Quelques minutes plus tard, Daria était perdue dans ses pensées, et elle ne vit pas Len s'asseoir dans la chaise située juste en face d'elle, et se retourner pour lui parler.
"Excusez-moi. Vous êtes Daria?"
Légèrement surprise, elle se tourna vers Len. "Oui."
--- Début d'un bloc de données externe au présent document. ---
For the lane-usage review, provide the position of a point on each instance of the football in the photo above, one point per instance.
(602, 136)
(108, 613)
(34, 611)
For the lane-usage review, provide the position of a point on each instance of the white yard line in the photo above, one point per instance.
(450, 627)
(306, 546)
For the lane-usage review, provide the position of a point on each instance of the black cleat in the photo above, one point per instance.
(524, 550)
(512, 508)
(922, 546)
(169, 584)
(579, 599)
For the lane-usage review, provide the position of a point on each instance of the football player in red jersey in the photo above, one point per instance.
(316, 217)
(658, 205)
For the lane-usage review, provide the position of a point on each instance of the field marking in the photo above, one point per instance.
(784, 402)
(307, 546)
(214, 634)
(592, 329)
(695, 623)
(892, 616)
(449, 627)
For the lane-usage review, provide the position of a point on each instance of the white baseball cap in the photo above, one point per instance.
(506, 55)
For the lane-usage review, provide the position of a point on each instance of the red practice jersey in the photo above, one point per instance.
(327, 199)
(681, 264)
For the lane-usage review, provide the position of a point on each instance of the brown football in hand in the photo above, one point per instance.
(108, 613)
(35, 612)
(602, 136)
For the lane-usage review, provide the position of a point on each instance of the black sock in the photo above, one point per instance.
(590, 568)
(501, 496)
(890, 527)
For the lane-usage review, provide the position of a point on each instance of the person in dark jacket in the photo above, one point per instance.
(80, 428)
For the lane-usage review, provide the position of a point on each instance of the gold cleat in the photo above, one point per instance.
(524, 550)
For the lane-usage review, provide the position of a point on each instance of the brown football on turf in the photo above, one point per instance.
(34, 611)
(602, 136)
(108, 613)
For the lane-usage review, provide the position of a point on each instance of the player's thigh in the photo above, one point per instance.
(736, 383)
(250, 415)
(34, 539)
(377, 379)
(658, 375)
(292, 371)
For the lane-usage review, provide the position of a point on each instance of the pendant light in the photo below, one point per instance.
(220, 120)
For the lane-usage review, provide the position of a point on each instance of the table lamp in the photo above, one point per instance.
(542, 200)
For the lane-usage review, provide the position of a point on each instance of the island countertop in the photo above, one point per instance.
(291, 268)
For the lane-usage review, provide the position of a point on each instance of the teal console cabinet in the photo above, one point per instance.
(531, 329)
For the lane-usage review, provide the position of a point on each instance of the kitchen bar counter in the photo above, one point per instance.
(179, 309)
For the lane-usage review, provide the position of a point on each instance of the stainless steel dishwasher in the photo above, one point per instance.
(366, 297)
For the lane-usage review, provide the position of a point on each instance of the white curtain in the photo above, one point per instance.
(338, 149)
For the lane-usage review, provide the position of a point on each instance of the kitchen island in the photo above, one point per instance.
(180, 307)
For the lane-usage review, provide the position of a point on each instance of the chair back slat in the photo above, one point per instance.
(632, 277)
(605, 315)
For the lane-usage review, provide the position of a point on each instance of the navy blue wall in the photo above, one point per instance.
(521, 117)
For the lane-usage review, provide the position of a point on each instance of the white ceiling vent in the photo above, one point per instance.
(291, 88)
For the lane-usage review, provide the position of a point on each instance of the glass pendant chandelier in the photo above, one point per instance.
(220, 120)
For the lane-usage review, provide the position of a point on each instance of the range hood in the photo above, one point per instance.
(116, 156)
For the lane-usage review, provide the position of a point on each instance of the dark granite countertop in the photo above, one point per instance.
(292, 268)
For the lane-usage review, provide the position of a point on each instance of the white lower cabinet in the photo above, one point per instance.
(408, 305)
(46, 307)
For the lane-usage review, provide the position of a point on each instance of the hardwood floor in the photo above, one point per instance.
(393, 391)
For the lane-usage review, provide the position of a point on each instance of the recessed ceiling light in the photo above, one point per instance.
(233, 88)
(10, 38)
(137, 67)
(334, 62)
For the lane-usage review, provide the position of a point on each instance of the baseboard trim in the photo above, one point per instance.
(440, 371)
"Vos visites étaient très importantes pour ma mère. Elle avait refusé de quitter Lawndale pour venir vivre plus près de moi ou de mes enfants en Oregon. Après soixante ans, je suppose qu'on finit par s'attacher à un endroit. Nous n'avions donc que rarement l'occasion de venir lui rendre visite. Je ne suis pas en train d'excuser la rareté de nos visites. Je dis seulement à quel point j'apprécie les vôtres."
"Elle m'avait dit où vous viviez, et qu'elle ne supportait pas cet endroit. Elle ne vous en a jamais voulu de ne venir que rarement. Votre maman était toujours heureuse quand vous veniez la voir. Elle était restée là où elle était heureuse ; je ne pense pas que nous puissions en demander plus pour nous même."
"Ma mère n'aurait jamais été heureuse en Oregon. Je suis content que vous ayez été ici pour elle."
"Je suis contente de l'avoir connue."
Len lui tapota le bras et se leva. "Vous êtes la bienvenue si vous voulez monter avec nous en voiture."
Daria se tortilla sur son siège l'air embarrassée. "Merci de votre offre. J'ai besoin d'être seule maintenant, si ça ne vous dérange pas."
Len remarqua le léger craquement dans sa voix. "Je comprends." Il se leva silencieusement et rejoignit les autres membres de la famille près du cercueil. Quand Len remarqua qu'un des porteurs tendait la main vers le classeur partiellement caché dans le cercueil, il arrêta doucement sa main et fit non de la tête.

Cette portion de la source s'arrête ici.